How can tree-planting be damaging?
Plantations can destroy natural habitats rather than enhancing them. Commercial forestry often involves using weedkillers and carbon-intensive fertilisers, and planting uniform monocultures – “pines in lines” – using plastic tree guards. In the race to grow trees, invasive species and diseases can be introduced via transplanted saplings. Environmentalists are concerned that some precious habitats – grassland, for instance – are being turned over to woodland.

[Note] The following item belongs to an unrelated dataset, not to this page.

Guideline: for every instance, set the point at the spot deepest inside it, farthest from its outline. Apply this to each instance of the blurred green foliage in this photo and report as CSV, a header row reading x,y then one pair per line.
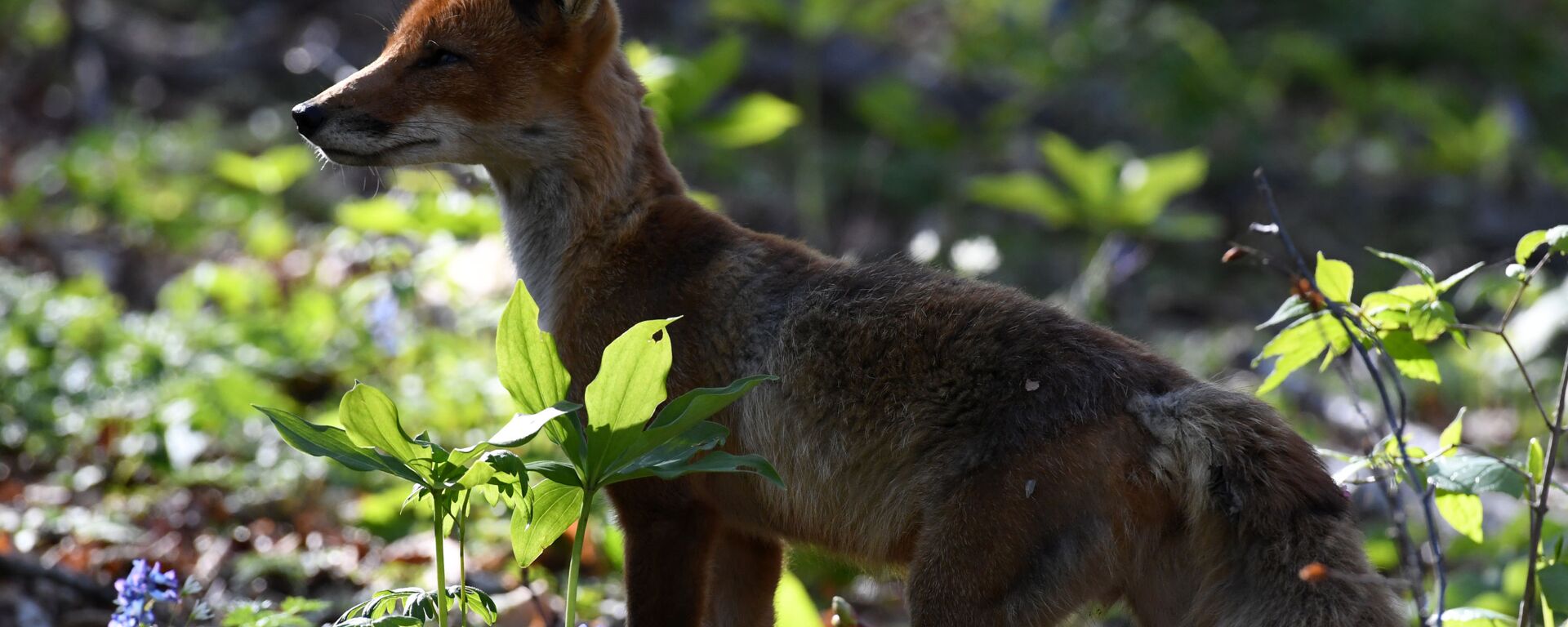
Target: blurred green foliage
x,y
170,253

Many think that tree-planting is a bad idea, and that it’s better to rewild: to let nature take its course, producing richer habitats. “Tree-planting is not synonymous with conservation; it is an admission that conservation has failed,” said the late woodland ecologist Oliver Rackham.
So what should we do?
According to the Intergovernmental Panel on Climate Change, some 730 gigatonnes of CO2 will have to be taken out of the atmosphere by the end of the century if we are to limit global warming to 1.5˚C above preindustrial levels. Emissions will have to be cut drastically, and vast amounts of carbon will have to be captured too; forests will play a vital part. Further deforestation will have to be prevented (see box), along with large-scale reforestation. Sensitivelymanaged reforestation projects which also provide local employment, from new native broad-leaved forests in England to mangrove-planting in Madagascar, have been shown to be greatly beneficial. Planting trees is a necessary step, but it’s no panacea.